First, remove $PROTOP/tmp/pt3agent.agentname.flg and wait 1 minute. If the pt3agent is alive, it will notice the absence of the flag file and auto-terminate.

Otherwise, attempt a $DLC/bin/proGetStack <agent pid> (works on both Windows and *nix). This will generate a protrace.pid file in the working directory of the process and occasionally wakes the process up. Again, check if the process disappeared.

Please send the log files and protrace file to support@wss.com.
Any 4GL error messages? Our expert development team here at White Star Software never allows any bugs to pollute their beautiful programs, but occasionally an evil DBA will foolishly think that they can write code, resulting in unsanctioned changes.

In this case, remove $PROTOP/tmp/pt3agent.agentname.flg. and wait 1 minute. The DB Monitor should respawn a fresh agent.

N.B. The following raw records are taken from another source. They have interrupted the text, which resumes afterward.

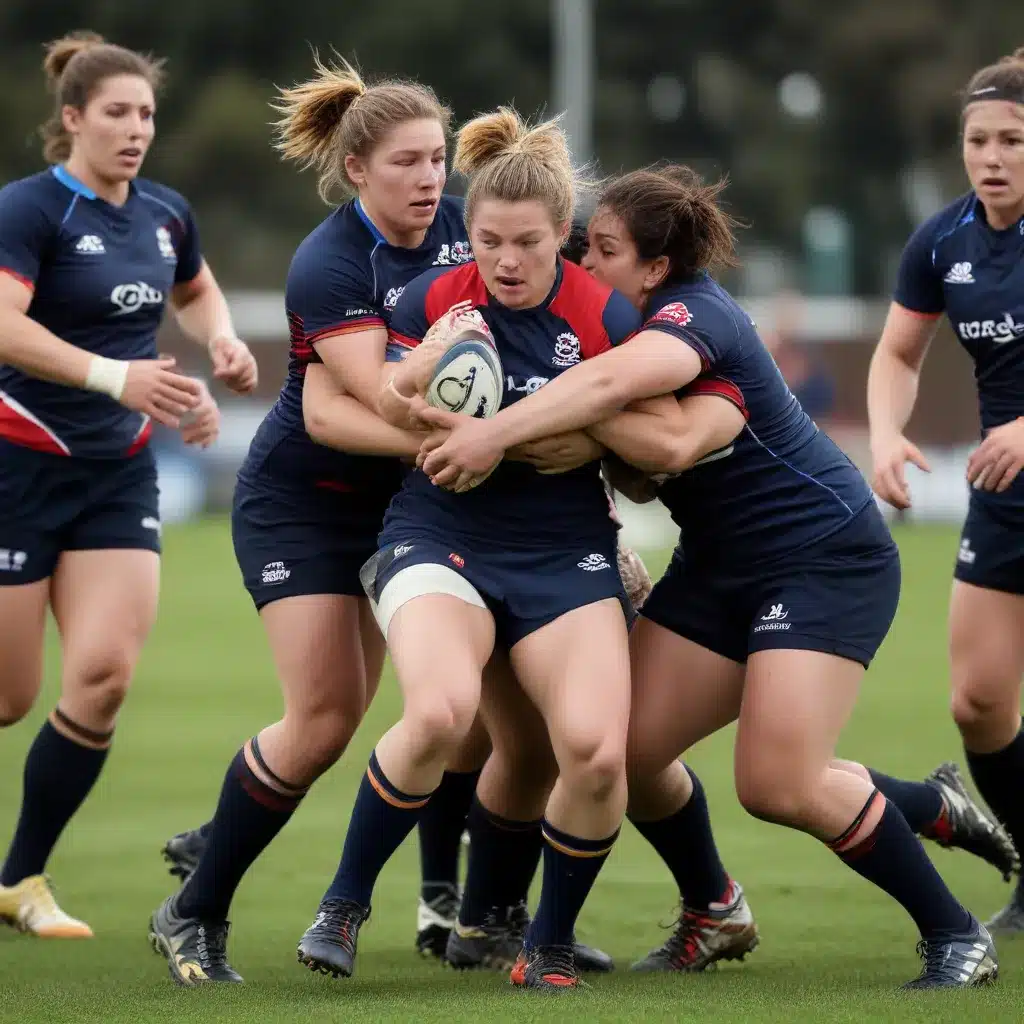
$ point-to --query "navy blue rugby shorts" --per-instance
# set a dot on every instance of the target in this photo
(524, 590)
(991, 547)
(290, 543)
(54, 503)
(838, 596)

Please send the log files to support@wss.com.
Any http(s) error messages? Internet connectivity and firewall changes are the most common cause of "no heartbeat" alerts.

Follow the instructions under "No Data in the Web Portal" in our Troubleshooting Guide.

Killing the agent

If all else fails, you can use $PROTOP/bin/killprosession.sh to kill the agent process (or any shared memory 4GL client). Please read the Killprosession page first, as it needs to be activated before use.

There is no safe way to kill a shared memory process on Windows, as the "End Task" button is the equivalent of a "kill -9" on *nix.

On Windows, the agent PID in the .flg can point to the wrong process

If ProTop is not allowed to clean itself up properly when shutting down, say due to an unplanned server reboot, the pt3agent's .flg file will not be removed. When the server restarts, the dbmonitor service can see the .flg file, check for and see a _progres process running with the PID in that .flg file and conclude the agent for that resource is still running.

But, especially on a busy server with lots of local _progres sessions, the PID in the old .flg file can have been assigned by the OS to another _progres process. This will hide the fact that the agent in question is not running; thus, we continue to get heartbeat alerts for that resource from the portal.

The way to fix this is to simply remove the old .flg file and let the dbmonitor service start the agent.

Everything looks good, but I'm still getting the occasional "No Heartbeat" alert

There could well be an excessive delay in the HTTP response coming from the portal due to heavy network traffic. Try setting the WAITLIMIT=10 in your bin/localenv file and restart ProTop. It is 5 seconds by default which may be short for some systems.